When the variance is not equal to the mean --- under- or over-dispersion is present --- then a pseudo-maximum likelihood (PML) estimate must be estimated.  The only difference between the PML variance matrix and normal ML variance matrix is that the empirical estimate of the observed information is sandwiched between the model-based variance of the estimates (Lachin 2000, Winklemann 2008).  Symbolically we can denote the asymptotic ML variance matrix as 
$ n^{-1} I^{-1} = n^{-1} E[exp(x' \beta_0)xx']^{-1} $ 
and the asymptotic PML variance matrix as 
$ n^{-1} I^{-1} J I^{-1} = n^{-1} E[exp(x' \beta_0) xx']^{-1} \: E[(y - exp(x'\beta_0))^2 xx'] \:  E[exp(x'\beta_0)xx']^{-1} $

The distribution of the Poisson PMLE (assuming a large but finite sample), then, is:
$ \hat \beta \; \sim \; N \: (\beta_0, \widehat{Var}(\hat \beta)) $ 
where $\widehat{Var}(\hat \beta)) = \Bigl[\sum_{i=1}^n x_i x'_i exp(x'_i \hat \beta)\Bigr]^{-1} \; \sum_{i=1}^n x_i x'_i \widehat{Var}(y_i \vert x_i) \; \Bigl[\sum_{i=1}^n x_i x'_i exp(x'_i \beta)\Bigr]^{-1} $
The estimation of $\widehat{Var}(y_i \vert x_i)$ follows from the outer product of the score formula, denoted thus:
$\widehat{Var}(y_i \vert x_i) = (y_i - exp(x'_i \hat \beta))^2 $ . 

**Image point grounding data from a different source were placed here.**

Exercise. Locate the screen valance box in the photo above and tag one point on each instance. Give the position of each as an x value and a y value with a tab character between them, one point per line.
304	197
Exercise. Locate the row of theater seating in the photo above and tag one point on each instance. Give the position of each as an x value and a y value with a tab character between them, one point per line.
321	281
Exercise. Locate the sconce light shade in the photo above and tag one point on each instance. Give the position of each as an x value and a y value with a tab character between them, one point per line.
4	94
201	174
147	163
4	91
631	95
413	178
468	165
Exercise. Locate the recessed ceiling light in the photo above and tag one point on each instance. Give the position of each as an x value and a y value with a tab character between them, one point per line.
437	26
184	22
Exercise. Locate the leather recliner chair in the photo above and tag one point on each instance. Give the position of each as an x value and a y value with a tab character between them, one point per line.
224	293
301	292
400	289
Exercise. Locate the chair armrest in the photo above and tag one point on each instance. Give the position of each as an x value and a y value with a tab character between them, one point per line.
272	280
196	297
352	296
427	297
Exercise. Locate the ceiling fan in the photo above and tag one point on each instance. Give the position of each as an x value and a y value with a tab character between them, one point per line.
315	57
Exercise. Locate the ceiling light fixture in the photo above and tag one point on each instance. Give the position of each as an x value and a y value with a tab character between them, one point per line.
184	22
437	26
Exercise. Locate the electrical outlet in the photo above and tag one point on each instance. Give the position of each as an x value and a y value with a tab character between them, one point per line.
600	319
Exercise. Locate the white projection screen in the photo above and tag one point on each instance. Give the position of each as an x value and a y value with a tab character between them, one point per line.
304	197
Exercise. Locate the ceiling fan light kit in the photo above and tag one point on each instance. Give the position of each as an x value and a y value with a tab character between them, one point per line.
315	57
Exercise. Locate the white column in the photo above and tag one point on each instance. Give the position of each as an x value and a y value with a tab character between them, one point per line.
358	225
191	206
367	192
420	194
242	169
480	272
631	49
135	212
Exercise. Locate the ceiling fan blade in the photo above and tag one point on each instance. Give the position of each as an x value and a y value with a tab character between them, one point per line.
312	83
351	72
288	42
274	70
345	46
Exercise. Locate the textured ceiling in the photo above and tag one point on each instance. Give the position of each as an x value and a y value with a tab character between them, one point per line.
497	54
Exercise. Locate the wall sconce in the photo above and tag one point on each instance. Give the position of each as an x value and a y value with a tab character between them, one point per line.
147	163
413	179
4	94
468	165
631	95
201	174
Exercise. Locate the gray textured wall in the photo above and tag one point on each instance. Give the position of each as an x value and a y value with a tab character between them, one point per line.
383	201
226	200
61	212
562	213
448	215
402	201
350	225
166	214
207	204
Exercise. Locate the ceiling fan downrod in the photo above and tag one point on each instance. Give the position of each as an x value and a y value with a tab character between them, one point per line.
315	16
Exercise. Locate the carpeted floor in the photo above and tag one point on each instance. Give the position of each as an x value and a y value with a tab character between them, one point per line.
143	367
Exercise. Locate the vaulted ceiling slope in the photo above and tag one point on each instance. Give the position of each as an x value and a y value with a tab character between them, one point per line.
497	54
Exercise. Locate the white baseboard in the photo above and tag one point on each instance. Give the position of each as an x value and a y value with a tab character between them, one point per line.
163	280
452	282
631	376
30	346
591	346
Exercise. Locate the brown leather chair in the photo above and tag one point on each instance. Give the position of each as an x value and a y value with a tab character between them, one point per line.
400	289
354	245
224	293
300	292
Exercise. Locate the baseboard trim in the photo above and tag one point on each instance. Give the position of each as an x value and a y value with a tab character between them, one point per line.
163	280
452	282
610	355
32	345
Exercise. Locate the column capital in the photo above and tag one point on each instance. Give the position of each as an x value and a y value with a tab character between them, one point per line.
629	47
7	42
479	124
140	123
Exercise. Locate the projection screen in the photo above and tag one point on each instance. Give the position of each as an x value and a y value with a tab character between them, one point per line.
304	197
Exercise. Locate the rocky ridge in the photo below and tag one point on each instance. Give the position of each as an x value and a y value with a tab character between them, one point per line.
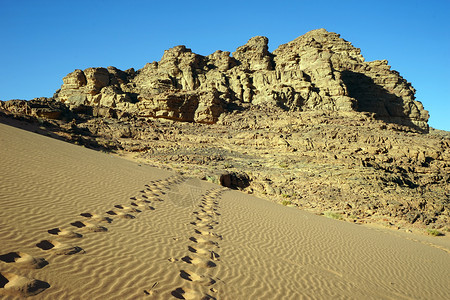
310	125
317	71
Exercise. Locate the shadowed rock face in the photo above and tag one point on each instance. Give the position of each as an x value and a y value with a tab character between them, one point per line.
318	71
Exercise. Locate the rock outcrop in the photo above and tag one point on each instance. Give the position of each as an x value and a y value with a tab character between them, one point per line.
318	71
310	125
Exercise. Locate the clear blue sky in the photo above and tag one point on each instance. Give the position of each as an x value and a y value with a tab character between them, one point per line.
42	41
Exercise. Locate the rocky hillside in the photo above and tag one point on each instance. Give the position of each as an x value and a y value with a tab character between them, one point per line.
317	71
311	125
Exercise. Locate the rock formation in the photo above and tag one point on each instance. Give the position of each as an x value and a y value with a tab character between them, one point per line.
310	125
317	71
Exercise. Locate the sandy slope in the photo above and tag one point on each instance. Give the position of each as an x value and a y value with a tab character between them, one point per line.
150	234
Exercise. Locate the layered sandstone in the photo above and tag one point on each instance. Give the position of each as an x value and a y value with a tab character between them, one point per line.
318	71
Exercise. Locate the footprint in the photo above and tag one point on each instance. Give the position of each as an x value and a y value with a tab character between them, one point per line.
203	214
208	233
64	233
96	217
188	294
202	224
191	276
201	240
141	199
206	220
208	253
24	260
142	205
127	208
58	248
89	226
120	214
197	261
17	285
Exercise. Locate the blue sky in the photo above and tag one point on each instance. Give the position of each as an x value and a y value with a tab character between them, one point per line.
42	41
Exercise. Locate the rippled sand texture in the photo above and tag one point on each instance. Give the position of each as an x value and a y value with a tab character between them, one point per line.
80	224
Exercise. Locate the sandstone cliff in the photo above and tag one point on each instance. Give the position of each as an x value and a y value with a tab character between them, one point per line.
310	125
317	71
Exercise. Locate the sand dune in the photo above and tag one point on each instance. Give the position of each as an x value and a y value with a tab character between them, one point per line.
80	224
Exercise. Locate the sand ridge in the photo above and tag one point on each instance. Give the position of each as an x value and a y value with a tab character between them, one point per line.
79	224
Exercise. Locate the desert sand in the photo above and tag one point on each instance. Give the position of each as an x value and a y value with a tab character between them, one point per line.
81	224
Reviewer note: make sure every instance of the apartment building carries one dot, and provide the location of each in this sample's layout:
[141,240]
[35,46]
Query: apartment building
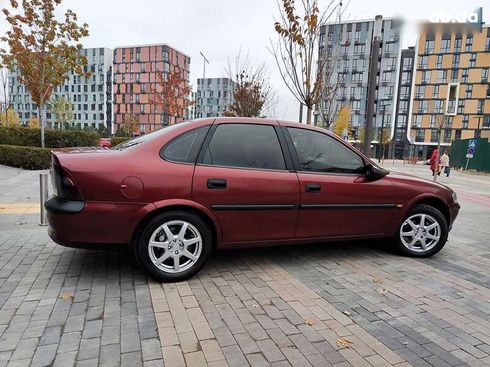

The estimation of the Poisson variance matrix in this way then leads to consistent estimation of not only the parameter estimates but also the standard errors.  In the presence of, for example, over-dispersion, the variance (standard errors) would be underestimated resulting in an artificial inflation of the t-statistics, leading to spurious rejection of the null hypotheses.  Adjusting the variance, as in a robust Poisson regression, corrects this problem such that valid inferences are obtained (Winklemann 2008).